High school bans Israeli-Palestinian dialogue group due to parents' pressure
Students report that the principal has said the school aims to raise the rate of students who serve in the Israel Defense Forces and that inviting the Israeli-Palestinian organization could damage this.
Alon High School in Ramat Hasharon is refusing to allow an organization that promotes Israeli-Palestinian dialogue to operate there. According to students and teachers, opposition to the group, the Israeli-Palestinian Bereaved Families for Peace, has come from the school's parents' committee.

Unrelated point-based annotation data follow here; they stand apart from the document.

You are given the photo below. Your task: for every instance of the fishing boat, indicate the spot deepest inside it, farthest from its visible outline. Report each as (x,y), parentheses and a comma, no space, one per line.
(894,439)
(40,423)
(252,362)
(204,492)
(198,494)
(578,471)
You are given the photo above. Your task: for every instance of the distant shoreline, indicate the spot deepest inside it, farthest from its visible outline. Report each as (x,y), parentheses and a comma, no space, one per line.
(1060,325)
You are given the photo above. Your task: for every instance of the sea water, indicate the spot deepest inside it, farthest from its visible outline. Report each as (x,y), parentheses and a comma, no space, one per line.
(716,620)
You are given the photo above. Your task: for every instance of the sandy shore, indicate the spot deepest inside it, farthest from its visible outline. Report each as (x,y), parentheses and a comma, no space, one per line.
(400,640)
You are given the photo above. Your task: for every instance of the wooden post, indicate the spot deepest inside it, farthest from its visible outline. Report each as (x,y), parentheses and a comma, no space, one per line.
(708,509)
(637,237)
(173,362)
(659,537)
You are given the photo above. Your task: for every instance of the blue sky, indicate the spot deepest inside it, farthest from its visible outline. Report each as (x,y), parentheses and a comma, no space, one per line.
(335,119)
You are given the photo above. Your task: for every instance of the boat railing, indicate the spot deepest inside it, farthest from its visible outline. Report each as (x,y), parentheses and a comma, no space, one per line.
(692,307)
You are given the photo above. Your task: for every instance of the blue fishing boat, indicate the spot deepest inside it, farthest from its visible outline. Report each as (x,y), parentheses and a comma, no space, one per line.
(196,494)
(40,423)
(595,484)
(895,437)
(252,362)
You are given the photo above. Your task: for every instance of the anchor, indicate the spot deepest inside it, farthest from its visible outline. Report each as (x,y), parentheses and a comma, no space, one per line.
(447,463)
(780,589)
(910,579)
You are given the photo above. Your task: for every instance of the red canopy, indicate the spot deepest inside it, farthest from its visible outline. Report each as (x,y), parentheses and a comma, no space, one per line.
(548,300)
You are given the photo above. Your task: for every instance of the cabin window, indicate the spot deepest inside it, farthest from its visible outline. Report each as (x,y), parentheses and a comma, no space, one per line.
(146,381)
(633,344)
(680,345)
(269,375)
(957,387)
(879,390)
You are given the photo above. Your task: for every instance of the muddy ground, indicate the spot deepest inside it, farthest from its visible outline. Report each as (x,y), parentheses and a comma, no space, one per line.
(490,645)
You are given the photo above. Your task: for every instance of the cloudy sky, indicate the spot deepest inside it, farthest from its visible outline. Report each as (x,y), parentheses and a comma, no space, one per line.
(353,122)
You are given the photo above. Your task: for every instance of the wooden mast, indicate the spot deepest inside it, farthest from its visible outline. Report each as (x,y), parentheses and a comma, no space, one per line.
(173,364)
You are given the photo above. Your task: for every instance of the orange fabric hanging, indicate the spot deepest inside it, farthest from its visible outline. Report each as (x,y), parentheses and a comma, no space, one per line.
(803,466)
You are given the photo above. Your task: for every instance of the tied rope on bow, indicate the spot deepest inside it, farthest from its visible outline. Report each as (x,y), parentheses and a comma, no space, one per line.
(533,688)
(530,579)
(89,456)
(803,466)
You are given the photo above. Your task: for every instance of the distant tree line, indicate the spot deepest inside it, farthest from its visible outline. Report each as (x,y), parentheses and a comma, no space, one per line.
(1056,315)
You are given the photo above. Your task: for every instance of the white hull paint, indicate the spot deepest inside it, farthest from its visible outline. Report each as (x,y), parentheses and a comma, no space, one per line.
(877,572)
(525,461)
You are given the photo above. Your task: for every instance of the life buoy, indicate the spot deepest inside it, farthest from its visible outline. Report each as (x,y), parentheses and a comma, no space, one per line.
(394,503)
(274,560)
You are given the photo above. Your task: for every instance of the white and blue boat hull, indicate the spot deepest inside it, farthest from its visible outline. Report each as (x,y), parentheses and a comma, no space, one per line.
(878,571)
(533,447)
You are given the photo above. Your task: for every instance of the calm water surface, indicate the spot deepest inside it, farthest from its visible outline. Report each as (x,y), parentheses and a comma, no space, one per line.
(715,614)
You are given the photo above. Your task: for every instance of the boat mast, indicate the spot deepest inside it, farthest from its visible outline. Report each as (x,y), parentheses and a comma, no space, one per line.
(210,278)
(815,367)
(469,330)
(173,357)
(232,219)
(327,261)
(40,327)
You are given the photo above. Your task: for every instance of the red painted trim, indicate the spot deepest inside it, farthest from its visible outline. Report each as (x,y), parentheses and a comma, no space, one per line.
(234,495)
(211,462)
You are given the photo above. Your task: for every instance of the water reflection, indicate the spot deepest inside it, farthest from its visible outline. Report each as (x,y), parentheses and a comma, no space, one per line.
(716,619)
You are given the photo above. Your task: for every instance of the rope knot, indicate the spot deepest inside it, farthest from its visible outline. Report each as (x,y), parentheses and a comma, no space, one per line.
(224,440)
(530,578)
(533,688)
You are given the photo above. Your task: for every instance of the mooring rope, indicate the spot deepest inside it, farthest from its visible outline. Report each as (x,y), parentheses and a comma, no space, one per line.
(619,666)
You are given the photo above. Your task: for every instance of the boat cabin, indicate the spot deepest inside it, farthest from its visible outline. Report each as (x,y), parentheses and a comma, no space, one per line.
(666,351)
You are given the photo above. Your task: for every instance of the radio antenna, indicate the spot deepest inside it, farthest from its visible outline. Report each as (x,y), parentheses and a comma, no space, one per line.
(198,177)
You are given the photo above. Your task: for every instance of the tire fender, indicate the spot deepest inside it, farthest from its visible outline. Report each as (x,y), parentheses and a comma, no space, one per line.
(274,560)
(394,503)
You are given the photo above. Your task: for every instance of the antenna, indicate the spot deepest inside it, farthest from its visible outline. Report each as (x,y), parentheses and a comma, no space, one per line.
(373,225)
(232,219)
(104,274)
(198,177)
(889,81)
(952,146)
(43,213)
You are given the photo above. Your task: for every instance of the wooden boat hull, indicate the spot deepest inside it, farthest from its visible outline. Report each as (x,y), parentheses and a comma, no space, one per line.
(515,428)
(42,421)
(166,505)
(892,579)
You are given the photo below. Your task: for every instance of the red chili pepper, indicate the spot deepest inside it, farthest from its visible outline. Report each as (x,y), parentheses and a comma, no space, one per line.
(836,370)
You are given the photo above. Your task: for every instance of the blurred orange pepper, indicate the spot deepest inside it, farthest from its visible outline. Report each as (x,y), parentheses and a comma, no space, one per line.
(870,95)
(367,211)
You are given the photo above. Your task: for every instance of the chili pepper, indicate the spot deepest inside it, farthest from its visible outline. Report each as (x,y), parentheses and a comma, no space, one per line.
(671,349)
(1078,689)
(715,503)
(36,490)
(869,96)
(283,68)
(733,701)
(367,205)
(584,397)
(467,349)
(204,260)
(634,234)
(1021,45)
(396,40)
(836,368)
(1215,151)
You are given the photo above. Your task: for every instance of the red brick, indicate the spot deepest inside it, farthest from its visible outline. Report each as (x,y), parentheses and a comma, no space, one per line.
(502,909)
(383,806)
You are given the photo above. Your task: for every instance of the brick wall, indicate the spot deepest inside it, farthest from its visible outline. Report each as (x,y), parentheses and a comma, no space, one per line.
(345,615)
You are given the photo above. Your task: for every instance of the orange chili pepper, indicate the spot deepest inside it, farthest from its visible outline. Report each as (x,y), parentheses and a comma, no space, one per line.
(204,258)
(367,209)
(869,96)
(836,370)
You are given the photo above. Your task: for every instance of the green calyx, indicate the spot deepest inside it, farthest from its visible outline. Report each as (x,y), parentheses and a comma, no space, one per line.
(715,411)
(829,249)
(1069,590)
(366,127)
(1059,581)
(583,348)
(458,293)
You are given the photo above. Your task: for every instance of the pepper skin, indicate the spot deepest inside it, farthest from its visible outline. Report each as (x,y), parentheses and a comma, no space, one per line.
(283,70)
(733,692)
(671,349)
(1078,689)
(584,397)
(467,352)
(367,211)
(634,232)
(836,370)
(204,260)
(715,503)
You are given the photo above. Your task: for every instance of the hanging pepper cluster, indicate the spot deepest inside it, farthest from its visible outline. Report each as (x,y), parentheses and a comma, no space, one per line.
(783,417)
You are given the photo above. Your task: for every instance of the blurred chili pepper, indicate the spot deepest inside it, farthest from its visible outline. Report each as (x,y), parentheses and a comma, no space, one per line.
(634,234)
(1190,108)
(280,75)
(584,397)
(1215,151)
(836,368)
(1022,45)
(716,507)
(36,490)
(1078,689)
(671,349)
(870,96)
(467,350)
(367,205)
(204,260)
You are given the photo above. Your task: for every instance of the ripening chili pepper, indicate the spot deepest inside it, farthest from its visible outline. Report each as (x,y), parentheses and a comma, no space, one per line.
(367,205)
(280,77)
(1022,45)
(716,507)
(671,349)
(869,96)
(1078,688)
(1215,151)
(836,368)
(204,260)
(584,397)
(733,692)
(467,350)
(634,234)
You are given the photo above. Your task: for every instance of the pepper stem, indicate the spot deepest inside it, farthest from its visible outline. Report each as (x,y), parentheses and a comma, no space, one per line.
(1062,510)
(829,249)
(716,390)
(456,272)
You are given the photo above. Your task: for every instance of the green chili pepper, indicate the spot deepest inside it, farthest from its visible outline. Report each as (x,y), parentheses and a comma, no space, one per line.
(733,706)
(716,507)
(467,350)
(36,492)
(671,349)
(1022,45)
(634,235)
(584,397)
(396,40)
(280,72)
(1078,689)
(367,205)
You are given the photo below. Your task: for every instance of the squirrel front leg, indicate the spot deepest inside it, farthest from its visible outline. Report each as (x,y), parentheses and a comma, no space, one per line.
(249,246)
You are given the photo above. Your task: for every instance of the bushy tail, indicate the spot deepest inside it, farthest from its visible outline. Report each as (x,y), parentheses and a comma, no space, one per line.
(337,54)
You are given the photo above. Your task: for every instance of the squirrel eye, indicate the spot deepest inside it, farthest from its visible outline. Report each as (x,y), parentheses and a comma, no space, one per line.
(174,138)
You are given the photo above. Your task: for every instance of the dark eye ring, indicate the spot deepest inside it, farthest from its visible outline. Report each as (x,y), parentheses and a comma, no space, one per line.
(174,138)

A petition circulated by students alleges that the parents' committee vetoed a visit by the group's representatives due to concerns that students might be influenced by the organization. Parents' committee chairman Hani Fogel said, however, that the committee has not yet come to a position on the matter.
The organization has visited hundreds of high schools around the country in recent years. According to the Education Ministry, school principals can decide whether to invite outside speakers.
Students report that the principal at Alon, Yehuda Yaakovson, has said the school aims to raise the rate of students who serve in the Israel Defense Forces and that inviting the Israeli-Palestinian organization could damage this. Education Minister Gideon Sa'ar also seeks to increase the rate of army enlistment as a goal of the education system.
The Ramat Hasharon municipality, however, denied the comment attributed to the principal.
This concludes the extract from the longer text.